XtremeSpectrum announce Ultra-Wide Band compatibility

Only a day after the FCC published its First Report & Order about the public use of UWB (Ultra-Wide Band), XtremeSpectrum announce that they will comply with all items. Very fast work?, or more the fact that they’ve been working with/lobbying the authorities in this area for the last 2-3 years and therefore had a very strong idea what was going to be coming. They feel the manufacturers that will be using their UWB chipset could have their products in the stores this xmas – giving everyone up to 100Mb of very-local wireless access – Bluetooth on speed if you like.

Broadcast Protection Discussion Group draft proposal

The US general public probably don’t currently know who the Broadcast Protection Discussion Group (BPDG) , or in fact they may never know, but one thing is for sure – if the BPDG’s recently drafted proposal is taken up, the public’s understanding of TV shows and their ability of record them will change for ever.

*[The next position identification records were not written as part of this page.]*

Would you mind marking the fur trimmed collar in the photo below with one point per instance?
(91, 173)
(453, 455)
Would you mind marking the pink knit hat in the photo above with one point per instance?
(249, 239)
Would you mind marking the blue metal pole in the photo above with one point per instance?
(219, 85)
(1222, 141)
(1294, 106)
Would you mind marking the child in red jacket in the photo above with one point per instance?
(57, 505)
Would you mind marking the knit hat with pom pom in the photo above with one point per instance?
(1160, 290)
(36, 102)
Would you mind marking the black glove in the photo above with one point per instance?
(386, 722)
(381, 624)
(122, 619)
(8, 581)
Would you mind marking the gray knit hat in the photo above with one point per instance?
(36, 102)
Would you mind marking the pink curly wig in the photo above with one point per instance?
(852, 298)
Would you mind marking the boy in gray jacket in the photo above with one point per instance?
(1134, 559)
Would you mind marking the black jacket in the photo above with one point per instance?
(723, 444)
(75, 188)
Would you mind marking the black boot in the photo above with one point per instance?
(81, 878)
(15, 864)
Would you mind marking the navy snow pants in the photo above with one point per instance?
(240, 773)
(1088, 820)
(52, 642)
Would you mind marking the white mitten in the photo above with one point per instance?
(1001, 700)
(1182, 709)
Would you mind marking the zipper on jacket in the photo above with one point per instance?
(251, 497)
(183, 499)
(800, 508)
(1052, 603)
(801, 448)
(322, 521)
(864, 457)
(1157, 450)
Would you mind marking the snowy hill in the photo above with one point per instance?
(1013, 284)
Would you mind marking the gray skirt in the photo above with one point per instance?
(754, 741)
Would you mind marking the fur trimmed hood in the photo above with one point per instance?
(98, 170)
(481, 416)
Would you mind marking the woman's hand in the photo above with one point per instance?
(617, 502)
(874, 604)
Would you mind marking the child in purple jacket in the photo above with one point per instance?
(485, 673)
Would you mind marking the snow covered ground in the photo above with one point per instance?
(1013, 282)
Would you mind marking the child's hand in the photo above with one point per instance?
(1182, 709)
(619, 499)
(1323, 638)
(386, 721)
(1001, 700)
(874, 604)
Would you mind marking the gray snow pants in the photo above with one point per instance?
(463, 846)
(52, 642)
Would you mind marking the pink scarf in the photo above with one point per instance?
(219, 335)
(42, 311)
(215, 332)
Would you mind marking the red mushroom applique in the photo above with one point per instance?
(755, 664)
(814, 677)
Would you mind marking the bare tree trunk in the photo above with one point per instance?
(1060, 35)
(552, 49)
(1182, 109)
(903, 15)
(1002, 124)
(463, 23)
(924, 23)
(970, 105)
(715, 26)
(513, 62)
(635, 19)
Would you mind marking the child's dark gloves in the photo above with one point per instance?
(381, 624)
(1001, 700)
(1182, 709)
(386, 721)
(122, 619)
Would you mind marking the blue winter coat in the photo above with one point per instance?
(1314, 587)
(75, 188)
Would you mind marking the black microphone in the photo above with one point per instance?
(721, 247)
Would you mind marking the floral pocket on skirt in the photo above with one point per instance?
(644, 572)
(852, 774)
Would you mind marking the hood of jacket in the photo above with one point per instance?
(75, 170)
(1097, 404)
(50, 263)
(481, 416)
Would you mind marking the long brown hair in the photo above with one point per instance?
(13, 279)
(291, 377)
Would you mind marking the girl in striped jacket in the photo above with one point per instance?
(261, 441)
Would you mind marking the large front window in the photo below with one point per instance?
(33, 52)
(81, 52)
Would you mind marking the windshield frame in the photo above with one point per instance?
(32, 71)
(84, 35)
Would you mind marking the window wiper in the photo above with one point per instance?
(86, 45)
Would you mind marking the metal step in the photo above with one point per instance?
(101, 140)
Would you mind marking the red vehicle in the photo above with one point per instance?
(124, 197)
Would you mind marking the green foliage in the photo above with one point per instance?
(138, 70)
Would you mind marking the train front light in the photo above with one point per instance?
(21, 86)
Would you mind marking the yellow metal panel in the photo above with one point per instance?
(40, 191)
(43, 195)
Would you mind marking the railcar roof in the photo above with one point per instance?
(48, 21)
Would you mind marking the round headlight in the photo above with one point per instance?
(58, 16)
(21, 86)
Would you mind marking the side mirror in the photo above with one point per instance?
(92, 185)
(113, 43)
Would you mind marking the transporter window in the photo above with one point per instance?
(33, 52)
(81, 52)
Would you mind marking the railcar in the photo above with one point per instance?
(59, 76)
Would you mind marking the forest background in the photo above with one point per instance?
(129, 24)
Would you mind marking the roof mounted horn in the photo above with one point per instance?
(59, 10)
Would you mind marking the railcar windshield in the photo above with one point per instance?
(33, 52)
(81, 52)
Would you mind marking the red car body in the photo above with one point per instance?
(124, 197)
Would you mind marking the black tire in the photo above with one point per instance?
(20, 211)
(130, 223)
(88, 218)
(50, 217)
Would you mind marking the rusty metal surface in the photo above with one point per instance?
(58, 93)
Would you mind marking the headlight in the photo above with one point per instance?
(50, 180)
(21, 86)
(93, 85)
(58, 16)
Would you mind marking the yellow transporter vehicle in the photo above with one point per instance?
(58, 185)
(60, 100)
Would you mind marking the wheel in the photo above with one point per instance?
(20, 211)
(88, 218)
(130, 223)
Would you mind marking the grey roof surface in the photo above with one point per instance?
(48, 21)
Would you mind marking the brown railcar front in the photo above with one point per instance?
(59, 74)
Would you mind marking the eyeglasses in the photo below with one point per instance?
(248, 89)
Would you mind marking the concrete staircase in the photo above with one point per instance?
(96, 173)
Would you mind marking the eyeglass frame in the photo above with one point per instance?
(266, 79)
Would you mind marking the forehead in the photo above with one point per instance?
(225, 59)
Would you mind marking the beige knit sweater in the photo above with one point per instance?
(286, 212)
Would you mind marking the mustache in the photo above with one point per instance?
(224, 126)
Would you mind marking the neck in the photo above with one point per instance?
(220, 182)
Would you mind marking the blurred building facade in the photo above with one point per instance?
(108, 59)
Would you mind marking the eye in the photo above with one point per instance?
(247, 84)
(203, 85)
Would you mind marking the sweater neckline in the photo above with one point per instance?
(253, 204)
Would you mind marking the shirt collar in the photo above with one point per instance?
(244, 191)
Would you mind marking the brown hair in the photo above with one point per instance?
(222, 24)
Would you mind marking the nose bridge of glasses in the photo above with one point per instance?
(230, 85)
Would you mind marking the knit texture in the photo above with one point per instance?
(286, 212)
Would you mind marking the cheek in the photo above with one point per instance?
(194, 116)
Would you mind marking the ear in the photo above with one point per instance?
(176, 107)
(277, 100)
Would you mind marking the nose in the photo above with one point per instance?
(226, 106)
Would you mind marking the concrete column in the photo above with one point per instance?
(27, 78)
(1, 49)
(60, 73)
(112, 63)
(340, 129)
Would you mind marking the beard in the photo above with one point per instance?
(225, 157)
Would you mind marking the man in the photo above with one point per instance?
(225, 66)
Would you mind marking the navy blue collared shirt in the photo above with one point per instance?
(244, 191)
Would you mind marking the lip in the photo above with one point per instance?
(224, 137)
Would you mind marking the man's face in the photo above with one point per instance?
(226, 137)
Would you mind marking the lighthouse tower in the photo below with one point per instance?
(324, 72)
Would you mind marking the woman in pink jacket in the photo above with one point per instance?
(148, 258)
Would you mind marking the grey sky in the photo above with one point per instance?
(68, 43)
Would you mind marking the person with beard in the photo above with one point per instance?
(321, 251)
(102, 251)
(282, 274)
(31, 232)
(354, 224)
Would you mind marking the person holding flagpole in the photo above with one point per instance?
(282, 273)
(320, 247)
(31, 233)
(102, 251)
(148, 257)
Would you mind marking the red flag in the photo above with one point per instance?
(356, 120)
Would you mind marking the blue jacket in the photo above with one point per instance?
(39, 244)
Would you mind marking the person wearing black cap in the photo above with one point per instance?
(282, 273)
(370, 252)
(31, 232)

The core of the idea is to ‘ensure no analogue leaks’ (their words) from the broadcast of shows to the point they hit your eyeballs – by forcing all electronics manufacturers to build-in decryption just before it’s displayed on the screen. There are many things wrong with this approach, some of them highlighted in an EFF blog.

We await to see if the decades of media group lobbying has been good value – as it is thought that BPDG will next approach Congress and the FCC to support the proposal.